President Trump speaking during a press conference on Aug. 8. Photo: Jim Watson/AFP via Getty Images
President Trump on Saturday signed four executive actions to provide relief from economic damage sustained during the coronavirus pandemic after talks between the White House and Democratic leadership collapsed Friday afternoon.
Why it matters: Because the Constitution gives Congress the power to appropriate federal spending, Trump has limited authority to act unilaterally — and risks a legal challenge if congressional Democrats believe he has overstepped.
The president said the order and memoranda:
- Defer payroll taxes for Americans earning less than $100,000 a year.
- Implement a moratorium on evictions and give financial assistance to renters.
- Add $400 per week in extra unemployment benefits through the end of 2020, requiring states to cover 25% of the additional benefits.
- Postpone student loan interest and payments through the end of 2020.
What he's saying: “Through these four actions, my administration will provide immediate and vital relief to Americans struggling in this difficult time," Trump said at the Saturday afternoon press conference.
- "Maybe they’ll bring legal action, maybe they won’t," Trump said of Democrats in Congress. "But they won’t win.” He added that the cases would go “very rapidly” through courts if litigated.
- The president said the additional unemployment benefits can be paid for with the “significant money that was unspent” from the CARES Act and claimed that the payroll tax cut will help “greatly.”
- Trump said the additional unemployment benefits are "not a hardship,” but an “incentive” to encourage people to return to work.
Of note: Previous enhanced COVID-19-related unemployment benefits added $600 a week to standard state unemployment.
- Trump said his administration is considering cuts to income taxes for “middle-income people,” as well as capital gains taxes to encourage job growth.
- The president also floated eliminating the payroll tax for Americans earning less than $100,000 a year if he is reelected in November.
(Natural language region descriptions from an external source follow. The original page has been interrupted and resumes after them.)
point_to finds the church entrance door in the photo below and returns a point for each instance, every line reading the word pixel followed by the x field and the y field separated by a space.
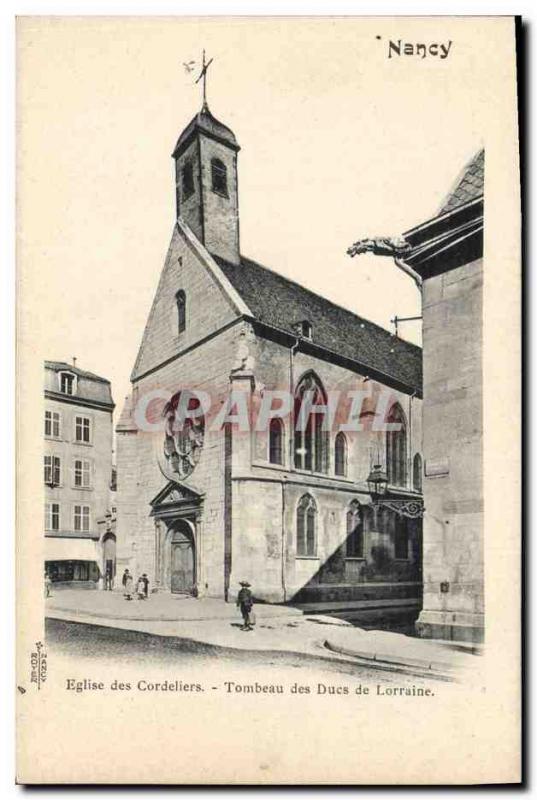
pixel 182 560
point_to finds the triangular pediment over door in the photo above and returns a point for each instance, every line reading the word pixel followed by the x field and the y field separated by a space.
pixel 176 499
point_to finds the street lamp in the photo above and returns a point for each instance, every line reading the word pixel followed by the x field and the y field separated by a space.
pixel 377 483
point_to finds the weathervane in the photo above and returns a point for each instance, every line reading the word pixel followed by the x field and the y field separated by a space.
pixel 203 75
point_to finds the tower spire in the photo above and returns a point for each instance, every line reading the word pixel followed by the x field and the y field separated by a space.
pixel 203 76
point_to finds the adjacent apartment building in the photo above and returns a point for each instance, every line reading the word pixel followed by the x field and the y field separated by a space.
pixel 77 473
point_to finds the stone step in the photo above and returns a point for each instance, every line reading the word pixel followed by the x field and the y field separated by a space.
pixel 326 592
pixel 349 606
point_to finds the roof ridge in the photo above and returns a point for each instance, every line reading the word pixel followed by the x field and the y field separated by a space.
pixel 331 302
pixel 77 370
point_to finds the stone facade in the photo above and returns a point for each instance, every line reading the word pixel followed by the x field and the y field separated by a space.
pixel 447 253
pixel 234 515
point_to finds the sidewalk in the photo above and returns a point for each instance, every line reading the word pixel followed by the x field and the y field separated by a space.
pixel 279 628
pixel 163 607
Context: Talks between administration officials and Democratic leaders ended on Friday evening with no agreement and no additional talks scheduled.
- Republicans proposed a $1 trillion plan, while Democrats asked for $3.4 trillion before lowering their request to $2 trillion.
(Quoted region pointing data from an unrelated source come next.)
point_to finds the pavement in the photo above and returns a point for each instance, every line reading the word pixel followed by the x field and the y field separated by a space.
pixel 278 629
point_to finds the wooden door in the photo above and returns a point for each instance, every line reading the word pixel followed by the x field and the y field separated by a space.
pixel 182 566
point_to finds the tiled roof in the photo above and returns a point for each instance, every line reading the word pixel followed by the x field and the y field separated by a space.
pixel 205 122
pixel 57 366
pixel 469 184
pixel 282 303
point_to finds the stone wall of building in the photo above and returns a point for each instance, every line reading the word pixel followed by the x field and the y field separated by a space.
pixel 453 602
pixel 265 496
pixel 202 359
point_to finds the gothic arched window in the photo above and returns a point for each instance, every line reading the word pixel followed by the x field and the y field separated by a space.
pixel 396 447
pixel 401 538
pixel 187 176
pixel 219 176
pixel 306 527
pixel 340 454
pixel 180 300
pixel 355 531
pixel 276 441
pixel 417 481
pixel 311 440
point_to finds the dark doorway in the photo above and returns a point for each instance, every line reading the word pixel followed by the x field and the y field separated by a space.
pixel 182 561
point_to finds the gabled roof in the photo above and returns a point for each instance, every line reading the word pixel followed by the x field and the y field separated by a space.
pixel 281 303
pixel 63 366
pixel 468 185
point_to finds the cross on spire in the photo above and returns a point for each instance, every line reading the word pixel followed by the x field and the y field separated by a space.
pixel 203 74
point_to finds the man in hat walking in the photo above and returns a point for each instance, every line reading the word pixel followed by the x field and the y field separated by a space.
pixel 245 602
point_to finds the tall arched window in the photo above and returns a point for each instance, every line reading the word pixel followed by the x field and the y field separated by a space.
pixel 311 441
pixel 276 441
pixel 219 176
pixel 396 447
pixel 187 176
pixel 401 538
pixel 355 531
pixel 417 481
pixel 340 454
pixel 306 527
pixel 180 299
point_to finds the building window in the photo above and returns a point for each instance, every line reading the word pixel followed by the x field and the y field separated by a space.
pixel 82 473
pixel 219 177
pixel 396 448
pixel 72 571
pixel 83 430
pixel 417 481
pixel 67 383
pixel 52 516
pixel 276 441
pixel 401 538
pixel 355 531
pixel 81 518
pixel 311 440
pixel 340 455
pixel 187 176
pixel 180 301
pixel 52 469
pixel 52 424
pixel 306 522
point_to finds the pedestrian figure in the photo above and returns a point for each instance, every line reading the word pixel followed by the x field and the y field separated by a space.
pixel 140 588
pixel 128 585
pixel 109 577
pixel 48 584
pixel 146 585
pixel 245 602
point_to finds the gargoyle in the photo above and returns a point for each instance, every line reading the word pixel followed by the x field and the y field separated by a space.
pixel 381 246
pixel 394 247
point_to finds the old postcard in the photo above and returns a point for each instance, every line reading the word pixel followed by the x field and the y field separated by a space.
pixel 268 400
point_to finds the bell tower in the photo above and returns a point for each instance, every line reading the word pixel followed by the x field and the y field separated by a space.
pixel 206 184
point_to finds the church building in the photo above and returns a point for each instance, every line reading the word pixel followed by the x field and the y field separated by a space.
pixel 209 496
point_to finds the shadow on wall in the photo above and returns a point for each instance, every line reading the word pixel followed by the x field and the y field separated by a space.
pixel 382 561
The big picture: It's also unknown whether these orders are an adequate response to the current needs of the country.
- 29 million adults reported that their household didn’t get enough to eat for the week ending July 7, while states currently face estimated budgets shortfalls of $555 billion through 2022, according to the Center on Budget and Policy Priorities.
- In order to pay for the the deficits, states may have to layoff employees and cut education, health care and services if they do not receive additional federal aid.
Flashback: This is not the first time Trump has tried to bypass Congress on spending.
- He declared a national emergency in 2019 to shift billions of dollars from the Pentagon budget to help pay for his proposed wall along the U.S.-Mexico border.